There are two types of settings to limit the Memtable size depending on whether Memtable is stored in heap space or off heap space. Both are specified in units of MB. By default these setting are commented in cassandra.yaml.
# memtable_heap_space_in_mb: 2048
# memtable_offheap_space_in_mb: 2048
If Memtable size is not configured in then Cassandra assigns 1/4th of max heap size allocated to Cassandra process. For ex: if max size is 64GB then 16GB is set as Memtable size.
Memtable Allocation Types
The allocation type in cassandra.yaml specifies how to store Memtable data. The supported allocation types are
unslabbed_heap_buffers
heap_buffers
offheap_buffers
offheap_objects
By default Cassandra is configured to store Memtable data in heap space. It uses a Slab allocator to reduce the heap fragmentation.
memtable_allocation_type: heap_buffers
Above figure, shows the association between different components of Memtable. Memtables are created during Cassandra startup. Based on the configured Memtable storage type in cassandra.yaml, a pool is allocated either on heap or on both on heap and off heap. All the Memtables use the same Memtable Pool which controls overall Memtable storage usage. Each Memtable will have its own Allocator which will serves the allocation requests for it. Allocator objects will have a reference to the parent Memtable Pool for the configured limits.

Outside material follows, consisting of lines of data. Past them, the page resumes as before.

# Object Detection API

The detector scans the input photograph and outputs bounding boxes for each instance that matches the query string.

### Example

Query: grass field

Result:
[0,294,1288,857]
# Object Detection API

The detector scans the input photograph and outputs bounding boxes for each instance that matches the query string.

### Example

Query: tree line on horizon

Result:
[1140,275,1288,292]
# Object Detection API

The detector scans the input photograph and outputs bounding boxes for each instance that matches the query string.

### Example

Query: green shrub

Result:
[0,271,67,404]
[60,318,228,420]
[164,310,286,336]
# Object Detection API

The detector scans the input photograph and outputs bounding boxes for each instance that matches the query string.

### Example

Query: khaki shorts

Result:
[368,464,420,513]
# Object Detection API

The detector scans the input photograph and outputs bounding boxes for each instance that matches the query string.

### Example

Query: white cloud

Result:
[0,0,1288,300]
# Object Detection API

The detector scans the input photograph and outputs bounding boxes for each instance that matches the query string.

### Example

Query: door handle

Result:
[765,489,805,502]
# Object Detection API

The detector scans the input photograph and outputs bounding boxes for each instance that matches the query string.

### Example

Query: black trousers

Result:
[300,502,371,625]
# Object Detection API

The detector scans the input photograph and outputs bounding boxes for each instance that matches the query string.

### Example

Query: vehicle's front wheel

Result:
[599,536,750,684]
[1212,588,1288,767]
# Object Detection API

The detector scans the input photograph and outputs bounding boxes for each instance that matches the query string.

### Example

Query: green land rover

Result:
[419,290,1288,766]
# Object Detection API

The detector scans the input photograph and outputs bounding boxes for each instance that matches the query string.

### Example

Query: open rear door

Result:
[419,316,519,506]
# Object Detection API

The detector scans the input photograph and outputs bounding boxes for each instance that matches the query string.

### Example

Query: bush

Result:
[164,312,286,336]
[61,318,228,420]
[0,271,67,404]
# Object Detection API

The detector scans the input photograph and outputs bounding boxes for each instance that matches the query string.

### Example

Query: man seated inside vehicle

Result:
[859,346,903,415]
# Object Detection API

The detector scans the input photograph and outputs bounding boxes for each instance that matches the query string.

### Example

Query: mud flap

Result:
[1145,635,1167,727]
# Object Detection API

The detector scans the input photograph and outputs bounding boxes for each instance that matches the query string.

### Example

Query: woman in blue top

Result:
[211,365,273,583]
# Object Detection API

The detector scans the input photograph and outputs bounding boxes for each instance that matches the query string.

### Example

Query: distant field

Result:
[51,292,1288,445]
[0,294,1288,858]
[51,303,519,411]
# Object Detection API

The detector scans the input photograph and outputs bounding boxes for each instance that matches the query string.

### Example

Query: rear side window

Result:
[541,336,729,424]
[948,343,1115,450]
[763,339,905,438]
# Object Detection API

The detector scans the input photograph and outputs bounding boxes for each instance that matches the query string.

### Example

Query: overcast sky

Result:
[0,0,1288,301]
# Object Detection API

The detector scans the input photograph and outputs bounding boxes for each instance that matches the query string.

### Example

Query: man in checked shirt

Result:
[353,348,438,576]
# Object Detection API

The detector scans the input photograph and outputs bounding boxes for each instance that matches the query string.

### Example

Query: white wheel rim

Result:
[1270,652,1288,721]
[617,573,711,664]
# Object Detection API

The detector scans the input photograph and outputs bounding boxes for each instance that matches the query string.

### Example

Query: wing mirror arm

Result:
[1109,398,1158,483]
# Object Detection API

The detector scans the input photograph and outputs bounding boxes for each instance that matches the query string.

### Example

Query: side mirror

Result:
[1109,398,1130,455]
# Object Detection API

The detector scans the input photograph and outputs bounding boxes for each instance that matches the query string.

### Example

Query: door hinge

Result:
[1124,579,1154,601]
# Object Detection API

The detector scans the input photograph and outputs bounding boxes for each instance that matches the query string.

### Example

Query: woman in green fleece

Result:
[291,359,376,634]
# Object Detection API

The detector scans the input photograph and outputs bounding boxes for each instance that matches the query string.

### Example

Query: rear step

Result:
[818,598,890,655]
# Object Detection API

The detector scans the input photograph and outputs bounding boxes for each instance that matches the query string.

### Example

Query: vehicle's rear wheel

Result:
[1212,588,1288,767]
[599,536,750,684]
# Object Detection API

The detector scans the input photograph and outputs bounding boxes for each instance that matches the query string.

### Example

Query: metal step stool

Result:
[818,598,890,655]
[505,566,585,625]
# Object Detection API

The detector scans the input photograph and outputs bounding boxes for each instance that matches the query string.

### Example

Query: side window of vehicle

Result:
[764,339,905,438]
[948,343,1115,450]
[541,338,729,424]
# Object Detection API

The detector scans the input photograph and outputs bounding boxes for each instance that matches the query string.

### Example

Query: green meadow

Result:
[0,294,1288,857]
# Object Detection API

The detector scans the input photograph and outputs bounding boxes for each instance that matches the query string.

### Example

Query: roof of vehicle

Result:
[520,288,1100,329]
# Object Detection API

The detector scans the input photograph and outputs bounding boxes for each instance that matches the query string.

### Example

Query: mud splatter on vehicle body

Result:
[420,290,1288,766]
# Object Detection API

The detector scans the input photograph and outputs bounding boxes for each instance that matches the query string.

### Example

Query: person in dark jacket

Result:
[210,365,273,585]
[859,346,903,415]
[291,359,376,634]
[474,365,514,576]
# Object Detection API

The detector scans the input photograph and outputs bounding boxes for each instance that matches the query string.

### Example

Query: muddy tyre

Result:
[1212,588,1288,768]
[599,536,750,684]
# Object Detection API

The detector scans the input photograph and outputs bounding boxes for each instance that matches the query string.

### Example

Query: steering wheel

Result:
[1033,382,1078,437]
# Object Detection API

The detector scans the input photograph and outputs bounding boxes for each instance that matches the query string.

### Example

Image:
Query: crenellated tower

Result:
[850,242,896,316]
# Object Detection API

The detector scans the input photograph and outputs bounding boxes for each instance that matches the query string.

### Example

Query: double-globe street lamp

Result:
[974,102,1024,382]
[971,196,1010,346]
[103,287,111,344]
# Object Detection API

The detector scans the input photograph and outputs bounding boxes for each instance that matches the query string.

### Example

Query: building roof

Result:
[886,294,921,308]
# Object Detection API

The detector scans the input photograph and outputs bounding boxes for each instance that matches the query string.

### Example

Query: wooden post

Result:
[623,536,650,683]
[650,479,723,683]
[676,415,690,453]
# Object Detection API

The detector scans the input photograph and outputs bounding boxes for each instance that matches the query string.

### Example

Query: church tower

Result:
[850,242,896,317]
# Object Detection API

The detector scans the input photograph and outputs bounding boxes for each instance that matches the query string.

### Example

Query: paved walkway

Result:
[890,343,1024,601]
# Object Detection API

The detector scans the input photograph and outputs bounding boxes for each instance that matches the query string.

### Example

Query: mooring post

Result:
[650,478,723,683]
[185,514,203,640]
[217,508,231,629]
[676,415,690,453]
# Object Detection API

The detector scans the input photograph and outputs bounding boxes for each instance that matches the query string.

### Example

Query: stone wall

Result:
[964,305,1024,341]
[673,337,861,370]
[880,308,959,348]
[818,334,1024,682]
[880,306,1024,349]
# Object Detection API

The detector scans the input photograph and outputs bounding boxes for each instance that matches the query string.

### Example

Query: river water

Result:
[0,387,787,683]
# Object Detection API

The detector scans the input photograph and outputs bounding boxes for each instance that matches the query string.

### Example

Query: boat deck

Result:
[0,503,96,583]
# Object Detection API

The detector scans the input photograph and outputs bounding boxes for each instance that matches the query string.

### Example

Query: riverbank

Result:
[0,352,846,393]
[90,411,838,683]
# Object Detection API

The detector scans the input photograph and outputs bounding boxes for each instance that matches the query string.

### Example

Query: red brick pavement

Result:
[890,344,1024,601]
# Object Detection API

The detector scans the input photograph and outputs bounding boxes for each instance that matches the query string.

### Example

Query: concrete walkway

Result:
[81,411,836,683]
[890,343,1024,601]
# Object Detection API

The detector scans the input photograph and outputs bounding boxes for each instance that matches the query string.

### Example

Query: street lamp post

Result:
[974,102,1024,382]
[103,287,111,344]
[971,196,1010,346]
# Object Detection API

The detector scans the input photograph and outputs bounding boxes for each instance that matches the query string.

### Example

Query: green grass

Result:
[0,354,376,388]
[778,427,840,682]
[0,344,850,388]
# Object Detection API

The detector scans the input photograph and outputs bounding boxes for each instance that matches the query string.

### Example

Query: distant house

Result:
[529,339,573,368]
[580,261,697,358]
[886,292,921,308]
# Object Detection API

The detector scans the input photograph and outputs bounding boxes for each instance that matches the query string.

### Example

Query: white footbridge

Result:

Memtable contains a reference to its Column Family, the Memtable pool, the positions in to the Commit Log segments where its data is persisted, and the Mutations. The Commit Log Lower Bound is set when Memtable is created and it points to the position of the active commit log segment in which this Memtable mutations are stored. Commit Log Upper Bound is set to the last mutation position in the Commit Log. When a Memtable is flushed then these two bounds are used to discard the Commit Log segments which store the mutations in this Memtable. The bounds can refer to either the same Commit Log or different Commit Log segments. A single Commit Log can contain mutations from multiple Memtables and also a single Memtable can persist mutations in to multiple Commit Log segments. Please review Cassanadr Commit Log for additional details.
The Min timestamp field stores the smallest timestamp of all partitions stored in this Memtable. Live Data Size stores the size of all mutations applied to this Memtable. Partitions contain the actual Column Family mutations applied in this Memtable. The Current Operations metric tracks the number of columns updated in the stored mutations.
Slab Allocator
Slab allocator tries to combine smaller memory allocations less than 128KB in to a bigger region of size 1MB to avoid heap fragmentation. Allocations bigger than 128KB are directly allocated from JVM's heap. The basic idea is to reclaim more space of older generation of JVM heap when the allocations in a slab region have similar lifetime. For example, if a column of integer type is updated, it needs heap space of 4 bytes. It will be allocated in the current slab region and the next free offset pointer is bumped by 4 bytes and the allocation count is incremented. If an application is allocating more than 128KB size then those allocations will spill all over heap and cause heap fragmentation and eventually JVM needs to de-fragment the heap space.
Each Memtable will have its own Slab allocator. Multiple Memtable are managed using a single Slab Pool which will have the configured Memtable size settings and it ensures the overall data stored in all Memtables falls below the threshold.
Partitions
Partitions in a Memtable are managed using a Skip List data structure. Each partition stores a mutations applied to a particular row. A mutation can be insert, update or delete operation applied to a row and include zero or more columns.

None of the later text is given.